If someone had bumped the curtain itself, and leaned hard enough, it could have pulled the tension block up. Thats the only thing I can think of.


----------



## derekleffew (Apr 15, 2011)

MarshallPope, I bet the traveler is significantly wider than it is tall? Without the tension block attached to the floor or weighted, the return portion (part that does not go through the carriers) of the operating line will sag, lifting the block. I searched, but could not find a good illustration of this.


Who knows why it waited five minutes to sag, and thus raise the floor block, rather than as soon as the curtain was opened. Gravity storm?


----------



## SteveB (Apr 15, 2011)

derekleffew said:


> MarshallPope, I bet the traveler is significantly wider than it is tall? Without the tension block attached to the floor or weighted, the return portion (part that does not go through the carriers) of the operating line will sag, lifting the block. I searched, but could not find a good illustration of this.
> 
> Who knows why it waited five minutes to sag, and thus raise the floor block, rather than as soon as the curtain was opened. Gravity storm?
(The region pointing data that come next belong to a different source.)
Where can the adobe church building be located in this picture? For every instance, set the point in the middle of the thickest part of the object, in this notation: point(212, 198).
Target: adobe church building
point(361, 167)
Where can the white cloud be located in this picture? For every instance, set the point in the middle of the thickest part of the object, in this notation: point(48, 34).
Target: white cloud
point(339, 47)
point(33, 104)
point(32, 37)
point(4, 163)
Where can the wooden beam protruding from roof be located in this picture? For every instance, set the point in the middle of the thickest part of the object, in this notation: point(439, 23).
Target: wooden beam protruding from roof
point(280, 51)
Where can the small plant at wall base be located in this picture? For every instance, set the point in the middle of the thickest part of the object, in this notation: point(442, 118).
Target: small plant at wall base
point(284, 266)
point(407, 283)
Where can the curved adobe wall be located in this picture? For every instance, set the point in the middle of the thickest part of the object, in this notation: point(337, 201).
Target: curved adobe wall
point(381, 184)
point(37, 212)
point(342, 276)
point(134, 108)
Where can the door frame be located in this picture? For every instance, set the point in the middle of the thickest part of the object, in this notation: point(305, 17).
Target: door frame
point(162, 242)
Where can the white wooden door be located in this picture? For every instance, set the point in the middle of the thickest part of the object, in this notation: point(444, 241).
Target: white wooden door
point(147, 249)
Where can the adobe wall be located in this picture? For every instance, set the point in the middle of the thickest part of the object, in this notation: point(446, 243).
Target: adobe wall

Ditto Derek's explanation. This happens all the time on our travelers, which are 48ft x 21ft or so


----------



## Van (Apr 15, 2011)

Yep, No Ghosts, just gravity.


----------



## MarshallPope (Apr 15, 2011)

That makes sense. I figured that there was -something- in there that could move, but I couldn't for the life of me think of what it might be. I wouldn't have expected that much weight to be in the operating line.


----------



## Van (Apr 15, 2011)

It's nor even about the amount of weight it's about the difference between the weights. Remember that a balance scale works even if it's only 1 gram diffrence. give a nudge by bumping the curtain and you've added linetic energy to the sum total and Viola'.


----------